[Blindtlk] Needing Feedback and Support

David Andrews dandrews at visi.com
Sun Dec 12 06:29:47 UTC 2010


Just say yes, or "yes I cook every day."  The most powerful things we 
do are through our actions -- so just go forth and bring in some 
delicious bread.

Dave


>Hello Federationists.
>
>First of all, let me apologize if I have posted this question here 
>before. I have been on the list, and dealing with the same issue for 
>a good number of years, and my memory is not what it used to be. So, 
>I'm hoping I'm not being repetitious, but here we go.
>
>Most of you who know me know that I am a long time federationist, 
>and am someone who has been blind since I was a toddler. Even so, 
>I'm afraid I still have not mastered the art of dealing with 
>condescending comments and behavior from my sighted colleagues in an 
>effective, graceful manner. I tend to have two modes. One is 
>passive, the other is aggressive. Each of these modes has a negative 
>impact, and neither is appropriate. I'm hoping I can get some good 
>suggestions here.
>
>The ironic thing about this as it relates to my coworkers is that I 
>work for a local civil rights agency. Some of those who are dishing 
>out this treatment are people who have likely experienced similar 
>treatment themselves, or have been commissioned to eradicate this 
>treatment.  Anyway, the list of instances is infinite and stretches 
>back to the onset of my blindness, but, in the interest of time, 
>I'll just give you the latest example.
>
>The office is having a holiday pitch-in on Friday and each staff 
>member was asked to sign up and bring a dish.  When I informed the 
>coordinator that I would be baking bread, she asked me "Oh, are you 
>sure you want to cook?" Duhhh? Now I would bet my life that no other 
>staff person who signed up to bring a dish (virtually all of us) was 
>asked this question. Even as I say it, it sounds a bit minor, but 
>these things add up and happen all the time.
>
>This same person is always volunteering to bring things to my desk 
>so that I don't have to come to her and pick them up or sign a card 
>for a staff member or whatever. She is always calling me 
>"honey/sweetie, and using a tone that one might use when talking 
>with a child. ." I have never heard her talk to another staff person 
>in this way.
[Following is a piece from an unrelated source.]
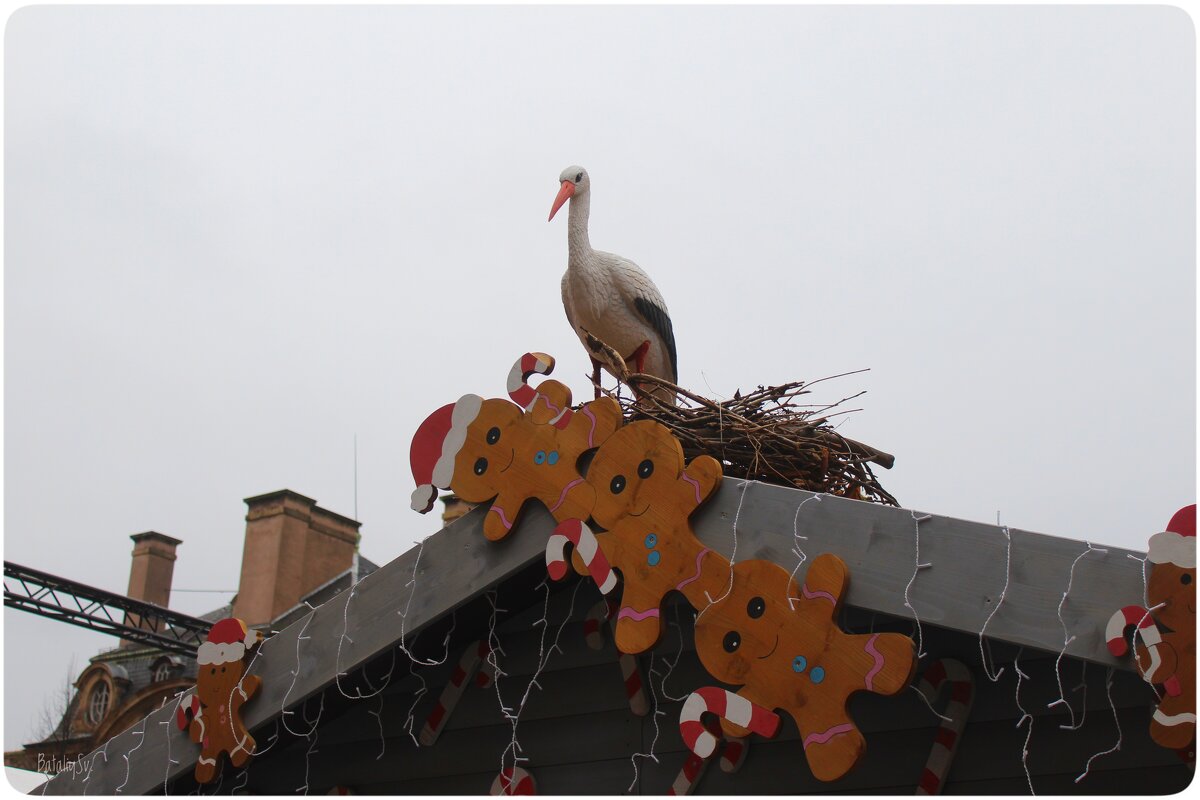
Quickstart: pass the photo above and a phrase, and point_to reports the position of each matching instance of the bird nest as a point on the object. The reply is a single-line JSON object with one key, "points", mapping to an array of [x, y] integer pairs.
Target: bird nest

I talked to a group of high school students who came to 
>the office a few months ago about my job and what I do, and this 
>same person proceeded to tell me how very amazing I was. What? I'm 
>amazing because I can tell a group of kids what I do for a living?
>
>I have tried to talk to others about the treatment before and have 
>been told that people were just "trying to help," and that I was 
>making too much out of things. I have also had major melt downs over 
>these types of things before, and caused myself to be alienated.
>
>I don't want to be alienated. I want to have friends. I just want to 
>be viewed and treated as an equal, and not talked down to as if I 
>were a child or somehow less capable. It wouldn't be appropriate on 
>the basis of race, national origin or any other protected class, and 
>it isn't appropriate on the basis of blindness either.
>
>Anyway, how do the rest of you deal with things like this 
>effectively? Any feedback would really be appreciated.